Biz sana kısaca TEMSİLCİ diyorduk;
GAZETE TEMSİLCİSİ..
İl il, ilçe ilçe, ülkemin en tenha yerlerinin habere konu olan tüm sorunlarının
TEMSİLCİSİ..Ama şimdi sen bir süreliğine
Yoksun-Rehinsin-Mahpussun..
Ama şunu bilki TEMSİLCİM
Sen hep;
KALBİMİZDESİN
DUALARIMIZDASIN.. pic.twitter.com/D5va0QWOoG— INGO MEDIA INITIATIVE (@IngoMedia) May 1, 2020
Jetzt hat die Social Media Plattform „Ingo Media Initiative“ ein Video zu den inhaftierten ehemaligen Mitarbeitern der Zaman und der Cihan Haber Ajansı zum Internationalen Tag der Pressefreiheit am 3. Mai veröffentlicht.
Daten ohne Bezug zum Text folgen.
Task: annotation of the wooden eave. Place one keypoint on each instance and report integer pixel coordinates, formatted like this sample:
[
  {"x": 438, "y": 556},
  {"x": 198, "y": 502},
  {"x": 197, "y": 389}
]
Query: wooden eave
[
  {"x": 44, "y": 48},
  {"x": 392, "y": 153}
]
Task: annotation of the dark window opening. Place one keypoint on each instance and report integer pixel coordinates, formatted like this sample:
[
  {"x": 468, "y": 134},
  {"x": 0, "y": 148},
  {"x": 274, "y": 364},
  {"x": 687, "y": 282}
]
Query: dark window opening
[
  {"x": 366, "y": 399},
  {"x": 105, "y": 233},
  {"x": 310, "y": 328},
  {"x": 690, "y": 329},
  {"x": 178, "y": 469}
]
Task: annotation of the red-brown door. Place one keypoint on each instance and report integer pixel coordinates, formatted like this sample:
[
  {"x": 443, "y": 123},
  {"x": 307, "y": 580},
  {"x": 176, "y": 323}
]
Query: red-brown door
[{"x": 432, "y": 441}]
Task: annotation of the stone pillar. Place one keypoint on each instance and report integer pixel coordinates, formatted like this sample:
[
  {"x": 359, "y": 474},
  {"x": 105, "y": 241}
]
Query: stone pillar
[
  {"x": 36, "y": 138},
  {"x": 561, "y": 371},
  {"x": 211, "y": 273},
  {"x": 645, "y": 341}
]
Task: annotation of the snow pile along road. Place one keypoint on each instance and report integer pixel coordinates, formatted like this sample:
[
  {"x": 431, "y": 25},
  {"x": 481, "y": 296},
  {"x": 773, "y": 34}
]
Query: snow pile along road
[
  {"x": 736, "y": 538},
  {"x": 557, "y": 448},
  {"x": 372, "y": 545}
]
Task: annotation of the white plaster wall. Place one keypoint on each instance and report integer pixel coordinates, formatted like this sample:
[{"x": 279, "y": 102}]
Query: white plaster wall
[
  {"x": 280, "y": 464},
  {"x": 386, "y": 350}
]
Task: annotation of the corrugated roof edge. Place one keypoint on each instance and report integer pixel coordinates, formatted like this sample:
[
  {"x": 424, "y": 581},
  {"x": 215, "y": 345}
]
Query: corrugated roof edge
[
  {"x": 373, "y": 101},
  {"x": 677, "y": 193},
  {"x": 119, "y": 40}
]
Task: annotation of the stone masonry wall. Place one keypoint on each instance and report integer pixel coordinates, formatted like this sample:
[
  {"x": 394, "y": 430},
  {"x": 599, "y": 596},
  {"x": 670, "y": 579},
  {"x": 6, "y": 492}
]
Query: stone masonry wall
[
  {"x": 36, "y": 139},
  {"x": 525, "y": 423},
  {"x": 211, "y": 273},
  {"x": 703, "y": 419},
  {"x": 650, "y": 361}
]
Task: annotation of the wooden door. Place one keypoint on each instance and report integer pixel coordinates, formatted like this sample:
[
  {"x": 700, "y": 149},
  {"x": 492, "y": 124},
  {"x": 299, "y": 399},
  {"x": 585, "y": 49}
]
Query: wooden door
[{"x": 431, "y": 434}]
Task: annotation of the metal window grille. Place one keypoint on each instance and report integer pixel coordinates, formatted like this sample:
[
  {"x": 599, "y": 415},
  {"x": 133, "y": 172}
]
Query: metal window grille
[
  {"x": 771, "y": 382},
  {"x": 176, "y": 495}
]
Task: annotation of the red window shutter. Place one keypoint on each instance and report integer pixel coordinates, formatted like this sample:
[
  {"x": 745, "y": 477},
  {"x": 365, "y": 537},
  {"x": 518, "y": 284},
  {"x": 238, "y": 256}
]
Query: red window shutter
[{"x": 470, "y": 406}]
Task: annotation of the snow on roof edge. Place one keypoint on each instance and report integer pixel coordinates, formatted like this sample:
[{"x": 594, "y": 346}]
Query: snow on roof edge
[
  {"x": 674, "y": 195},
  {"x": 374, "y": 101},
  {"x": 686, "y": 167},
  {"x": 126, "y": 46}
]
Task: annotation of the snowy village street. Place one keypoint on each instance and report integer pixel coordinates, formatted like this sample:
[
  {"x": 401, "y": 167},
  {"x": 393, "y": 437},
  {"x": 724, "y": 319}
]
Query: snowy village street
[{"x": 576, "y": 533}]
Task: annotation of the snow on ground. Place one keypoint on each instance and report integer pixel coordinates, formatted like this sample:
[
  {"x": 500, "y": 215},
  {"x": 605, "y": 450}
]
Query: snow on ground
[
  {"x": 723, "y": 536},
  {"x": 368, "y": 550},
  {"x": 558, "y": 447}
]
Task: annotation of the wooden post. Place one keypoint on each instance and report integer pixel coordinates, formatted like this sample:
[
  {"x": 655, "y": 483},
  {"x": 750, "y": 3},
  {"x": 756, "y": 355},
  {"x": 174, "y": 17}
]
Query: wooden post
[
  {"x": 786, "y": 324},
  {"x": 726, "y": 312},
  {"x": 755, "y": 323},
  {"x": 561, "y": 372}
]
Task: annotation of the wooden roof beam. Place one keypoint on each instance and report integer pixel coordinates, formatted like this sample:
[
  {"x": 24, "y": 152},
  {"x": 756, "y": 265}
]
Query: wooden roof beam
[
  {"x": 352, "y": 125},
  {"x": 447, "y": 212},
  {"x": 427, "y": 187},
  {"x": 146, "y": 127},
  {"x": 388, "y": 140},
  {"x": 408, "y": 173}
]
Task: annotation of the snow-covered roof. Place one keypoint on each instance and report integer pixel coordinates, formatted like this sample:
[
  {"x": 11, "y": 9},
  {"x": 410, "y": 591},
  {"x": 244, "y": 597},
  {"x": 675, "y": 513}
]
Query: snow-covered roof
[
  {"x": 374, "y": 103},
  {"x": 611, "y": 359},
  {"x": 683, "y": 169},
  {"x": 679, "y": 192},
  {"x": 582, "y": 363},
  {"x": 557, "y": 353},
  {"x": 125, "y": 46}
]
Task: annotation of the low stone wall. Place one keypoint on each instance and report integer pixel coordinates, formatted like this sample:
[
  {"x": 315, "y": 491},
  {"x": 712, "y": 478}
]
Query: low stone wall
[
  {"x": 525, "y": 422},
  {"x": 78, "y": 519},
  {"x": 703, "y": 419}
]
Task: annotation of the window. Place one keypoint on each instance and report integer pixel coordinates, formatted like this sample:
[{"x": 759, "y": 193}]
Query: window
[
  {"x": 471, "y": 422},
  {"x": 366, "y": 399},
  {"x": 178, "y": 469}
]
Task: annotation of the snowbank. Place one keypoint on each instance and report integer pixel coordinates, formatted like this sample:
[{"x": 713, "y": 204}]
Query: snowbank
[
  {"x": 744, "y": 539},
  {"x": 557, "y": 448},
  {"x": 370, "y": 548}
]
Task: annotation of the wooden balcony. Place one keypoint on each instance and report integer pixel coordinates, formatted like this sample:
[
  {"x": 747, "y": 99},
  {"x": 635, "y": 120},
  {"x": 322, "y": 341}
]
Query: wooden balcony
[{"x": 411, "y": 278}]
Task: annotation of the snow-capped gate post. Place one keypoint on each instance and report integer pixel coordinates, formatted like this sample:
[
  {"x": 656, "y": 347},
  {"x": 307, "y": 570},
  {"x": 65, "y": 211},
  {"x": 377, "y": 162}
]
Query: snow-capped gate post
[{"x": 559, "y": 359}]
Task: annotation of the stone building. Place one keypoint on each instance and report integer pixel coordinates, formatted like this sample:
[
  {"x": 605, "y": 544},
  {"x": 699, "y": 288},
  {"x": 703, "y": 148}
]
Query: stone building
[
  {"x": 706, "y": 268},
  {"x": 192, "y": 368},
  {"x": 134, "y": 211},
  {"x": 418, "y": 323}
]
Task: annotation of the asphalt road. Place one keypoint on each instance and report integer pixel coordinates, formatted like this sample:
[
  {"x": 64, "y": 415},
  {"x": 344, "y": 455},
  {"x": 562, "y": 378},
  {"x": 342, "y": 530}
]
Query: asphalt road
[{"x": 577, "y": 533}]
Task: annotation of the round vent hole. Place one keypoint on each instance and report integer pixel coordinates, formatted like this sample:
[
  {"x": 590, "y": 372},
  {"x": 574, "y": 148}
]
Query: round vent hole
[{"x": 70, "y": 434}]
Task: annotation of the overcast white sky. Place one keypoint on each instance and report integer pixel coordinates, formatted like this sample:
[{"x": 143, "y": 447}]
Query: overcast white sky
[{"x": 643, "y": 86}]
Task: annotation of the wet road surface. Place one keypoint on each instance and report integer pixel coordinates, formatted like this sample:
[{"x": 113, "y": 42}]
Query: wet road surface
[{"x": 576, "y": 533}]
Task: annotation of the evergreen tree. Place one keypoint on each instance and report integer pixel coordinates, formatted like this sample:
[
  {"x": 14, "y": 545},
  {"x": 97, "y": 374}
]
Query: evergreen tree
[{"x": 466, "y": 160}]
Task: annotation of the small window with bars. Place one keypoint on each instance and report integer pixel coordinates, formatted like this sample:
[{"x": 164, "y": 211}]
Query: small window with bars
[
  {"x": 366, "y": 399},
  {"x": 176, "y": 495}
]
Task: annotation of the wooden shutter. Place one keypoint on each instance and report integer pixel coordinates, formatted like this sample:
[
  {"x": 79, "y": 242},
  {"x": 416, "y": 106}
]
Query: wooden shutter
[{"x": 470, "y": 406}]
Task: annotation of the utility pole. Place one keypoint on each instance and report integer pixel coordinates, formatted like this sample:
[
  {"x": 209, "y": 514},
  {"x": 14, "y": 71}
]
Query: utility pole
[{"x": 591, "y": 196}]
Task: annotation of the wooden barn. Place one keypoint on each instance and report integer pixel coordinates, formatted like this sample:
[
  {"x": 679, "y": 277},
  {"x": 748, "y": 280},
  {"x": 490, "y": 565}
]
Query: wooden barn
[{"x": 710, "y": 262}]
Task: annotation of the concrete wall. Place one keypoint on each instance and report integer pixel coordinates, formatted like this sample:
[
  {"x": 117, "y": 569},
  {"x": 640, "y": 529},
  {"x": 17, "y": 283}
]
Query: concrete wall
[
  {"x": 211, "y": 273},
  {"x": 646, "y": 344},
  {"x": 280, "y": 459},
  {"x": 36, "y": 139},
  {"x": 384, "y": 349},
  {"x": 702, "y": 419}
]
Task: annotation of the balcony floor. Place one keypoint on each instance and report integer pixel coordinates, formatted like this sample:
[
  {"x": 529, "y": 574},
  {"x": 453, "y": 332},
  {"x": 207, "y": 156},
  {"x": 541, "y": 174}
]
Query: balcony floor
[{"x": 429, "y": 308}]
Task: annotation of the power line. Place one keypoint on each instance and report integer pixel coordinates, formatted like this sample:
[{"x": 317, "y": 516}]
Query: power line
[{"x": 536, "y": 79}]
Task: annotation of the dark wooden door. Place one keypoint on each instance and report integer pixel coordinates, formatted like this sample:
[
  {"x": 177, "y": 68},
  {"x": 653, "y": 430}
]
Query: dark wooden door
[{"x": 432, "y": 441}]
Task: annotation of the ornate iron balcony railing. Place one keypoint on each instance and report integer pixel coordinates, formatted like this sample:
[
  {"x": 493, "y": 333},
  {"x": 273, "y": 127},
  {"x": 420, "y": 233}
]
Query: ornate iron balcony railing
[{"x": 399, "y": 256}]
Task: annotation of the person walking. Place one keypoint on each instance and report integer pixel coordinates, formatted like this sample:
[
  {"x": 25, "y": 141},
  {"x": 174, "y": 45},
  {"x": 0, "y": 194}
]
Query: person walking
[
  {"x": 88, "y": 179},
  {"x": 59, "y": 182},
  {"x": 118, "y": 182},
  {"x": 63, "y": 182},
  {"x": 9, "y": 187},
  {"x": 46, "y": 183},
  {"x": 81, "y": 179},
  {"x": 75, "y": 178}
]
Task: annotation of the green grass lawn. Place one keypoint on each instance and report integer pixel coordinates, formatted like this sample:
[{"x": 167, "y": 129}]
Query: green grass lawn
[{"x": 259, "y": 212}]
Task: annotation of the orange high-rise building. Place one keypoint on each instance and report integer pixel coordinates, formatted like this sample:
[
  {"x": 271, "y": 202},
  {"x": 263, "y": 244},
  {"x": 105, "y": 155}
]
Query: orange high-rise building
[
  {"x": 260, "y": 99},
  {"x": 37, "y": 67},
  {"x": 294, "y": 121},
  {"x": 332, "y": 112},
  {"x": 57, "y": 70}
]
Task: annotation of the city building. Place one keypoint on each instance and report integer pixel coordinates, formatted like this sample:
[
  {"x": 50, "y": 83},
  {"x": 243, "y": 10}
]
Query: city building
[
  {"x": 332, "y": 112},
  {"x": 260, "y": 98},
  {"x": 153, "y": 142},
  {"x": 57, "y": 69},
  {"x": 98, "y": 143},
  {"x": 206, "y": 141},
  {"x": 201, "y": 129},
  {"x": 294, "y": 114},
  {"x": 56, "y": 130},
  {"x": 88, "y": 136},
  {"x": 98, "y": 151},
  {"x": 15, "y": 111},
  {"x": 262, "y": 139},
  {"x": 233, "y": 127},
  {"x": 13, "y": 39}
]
Darin wird unter anderem darauf aufmerksam gemacht, dass 26 Regionaljournalisten alleine der Zeitung Zaman hinter Gittern sind. Ihre Namen sind:
Mehmet Ariaslan (Amasya), Şükrü Tunçdemir (Antalya), Yusuf İpek (Aydın), Faruk Akgün (Balıkesir), Haydar Tatlı (Bayburt), Ahmet Kuzuoğlu (Bilecik), Emrullah Sarı (Bolu), Nazif Koz (Çanakkale), Öner Erek (Çorum), Adem Yaşar (Çorlu), Beytullah Özdemir (Düzce), Erdal Erçıktı (Ege), Mehmet Özbek (Edirne), M. Şahin Fidan, Ziya Tek (İzmir), Abdülkadir Akyel (Edirne), Recai Özkaynak, Fahri Öztoprak (Erzurum), Mustafa Bektaş (Kocaeli), Necati Bulut (İstanbul), Murat Şimşek (Şanlıurfa), Mevlüt Öztaş (Uşak), Fikret Altıalay (Sakarya), Muhyettin Avcı (Samsun), Sebahattin Gürbüz (Yalova), Abdülhamit Çalış, Mesut Mercan (Afyon) ve Abdullah Özyurt (Adana)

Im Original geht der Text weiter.